Chapter 36: A heartbreaking meeting

You Were Meant To Be Touching
The Lives That You Touch
And Meant To Be Here
Making This World So Much More
Than It Would Be Without You In It

You Were Meant To Be Bringing
The Gifts That You Bring
And Singing The Songs
You've Been Given To Sing

Meant to be - Steven Curtis Chapman

Jack lifts his eyes from where he's goofing around on the floor with Mark and Luke and freezes when he sees a little girl standing at the top of the stairs, watching the people having fun with big dark eyes, staring at him between the banisters of the stairs.

"Hey, I haven't met you before." Sarah looks up at the little girl, whose little face is stuck between the banisters.

Her squared jawed face was framed with beautiful curly brown hair, her deep brown eyes staring at the antics of the children with longing and a tiny bit of sadness.

"Naomi, would you come down, please? There are some people I'd like you to meet."
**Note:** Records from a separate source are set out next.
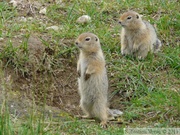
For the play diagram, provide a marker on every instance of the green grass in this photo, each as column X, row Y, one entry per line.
column 148, row 90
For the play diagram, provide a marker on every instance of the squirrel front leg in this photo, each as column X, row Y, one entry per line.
column 89, row 70
column 124, row 44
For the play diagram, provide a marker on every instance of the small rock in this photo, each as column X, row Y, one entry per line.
column 14, row 3
column 84, row 19
column 56, row 28
column 43, row 11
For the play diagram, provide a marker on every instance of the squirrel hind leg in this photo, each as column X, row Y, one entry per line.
column 157, row 45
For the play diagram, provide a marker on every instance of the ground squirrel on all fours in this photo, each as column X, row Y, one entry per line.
column 92, row 81
column 138, row 37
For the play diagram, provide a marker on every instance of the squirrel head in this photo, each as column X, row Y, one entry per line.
column 88, row 42
column 130, row 20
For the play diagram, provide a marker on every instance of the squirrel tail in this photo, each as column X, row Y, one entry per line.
column 157, row 45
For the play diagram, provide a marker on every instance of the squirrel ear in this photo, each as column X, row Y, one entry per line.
column 137, row 16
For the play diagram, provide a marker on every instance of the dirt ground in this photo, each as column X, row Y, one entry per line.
column 57, row 88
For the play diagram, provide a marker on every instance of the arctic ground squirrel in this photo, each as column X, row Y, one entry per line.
column 138, row 37
column 93, row 80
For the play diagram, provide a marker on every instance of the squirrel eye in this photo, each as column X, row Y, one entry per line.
column 88, row 38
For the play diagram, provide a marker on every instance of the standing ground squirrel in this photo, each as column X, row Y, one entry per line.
column 92, row 81
column 138, row 37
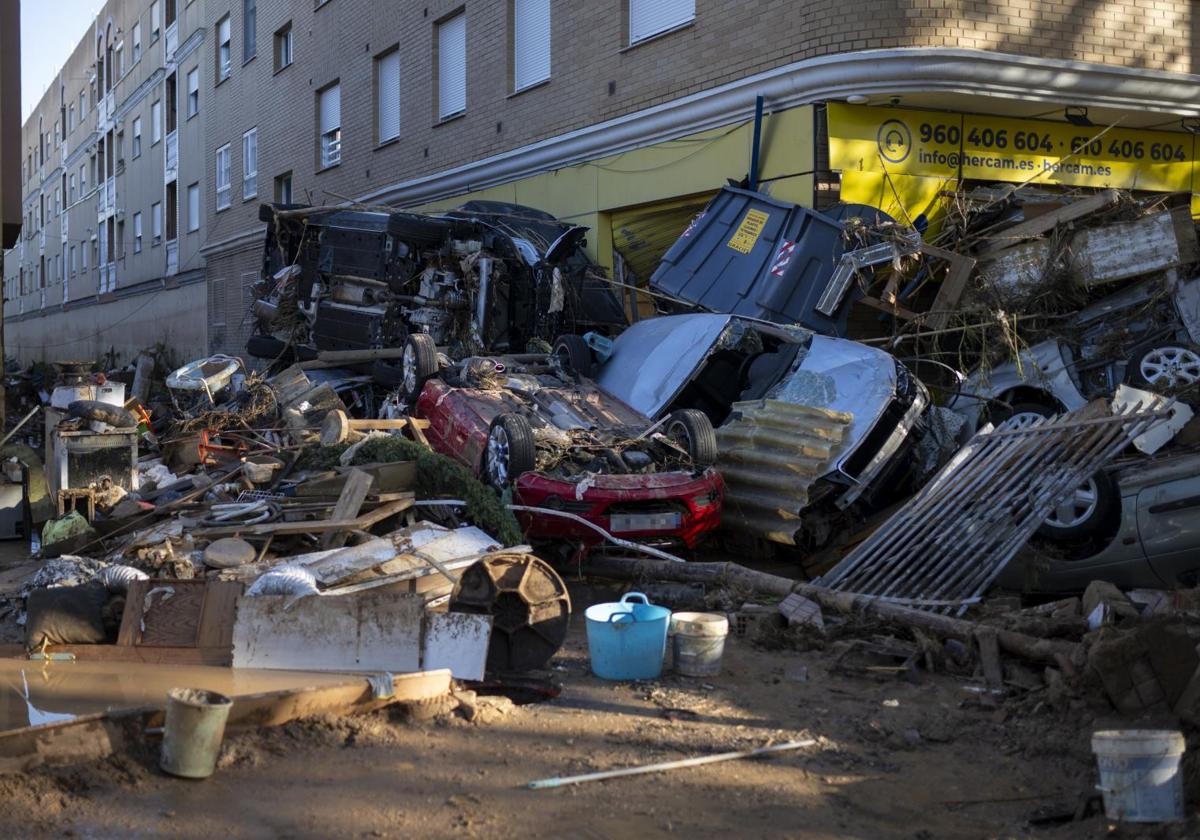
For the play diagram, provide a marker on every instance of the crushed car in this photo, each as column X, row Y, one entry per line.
column 706, row 367
column 486, row 277
column 564, row 444
column 1146, row 335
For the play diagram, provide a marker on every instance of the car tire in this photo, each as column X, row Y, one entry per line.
column 418, row 364
column 574, row 354
column 1029, row 409
column 510, row 451
column 1097, row 502
column 694, row 431
column 1164, row 366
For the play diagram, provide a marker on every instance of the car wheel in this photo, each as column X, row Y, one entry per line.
column 694, row 431
column 1087, row 510
column 574, row 354
column 1165, row 367
column 1025, row 413
column 418, row 363
column 510, row 450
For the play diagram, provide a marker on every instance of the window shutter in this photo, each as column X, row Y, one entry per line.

Joseph guides Maggie by her shoulders to the end of the stairs, and both watch the girl studying them with serious eyes for a minute, before leaving her position on the top of the stairs and slowly climbing down the stairs, her tiny hand gliding down the railing.

She stops at the last step, and looks with serious eyes at Maggie. She's curious about this lady who had been in one of the pictures in Joseph's wallet. She then glances at Jack and Sarah, who are silently observing her too.

"Naomi, this is Maggie, my wife. Would you say hello her to her?"

The little girl's attention is on Jack, who is sitting with a wiggling Luke in his lap on the floor.

"Don't be silly, Mr. Buchanan. She can't speak. How will she say hello to Mrs. Buchanan?" moans Grace, looking at brown haired girl with contempt.

"Grace," growls Joseph, getting mad at the oldest girl attitude. However both he and Maggie are surprised when the little girl takes a step forward, staring at Maggie's middle with a frown.

"Hi sweetie." The little girl leans and touches Maggie's tummy, poking it as if looking for something.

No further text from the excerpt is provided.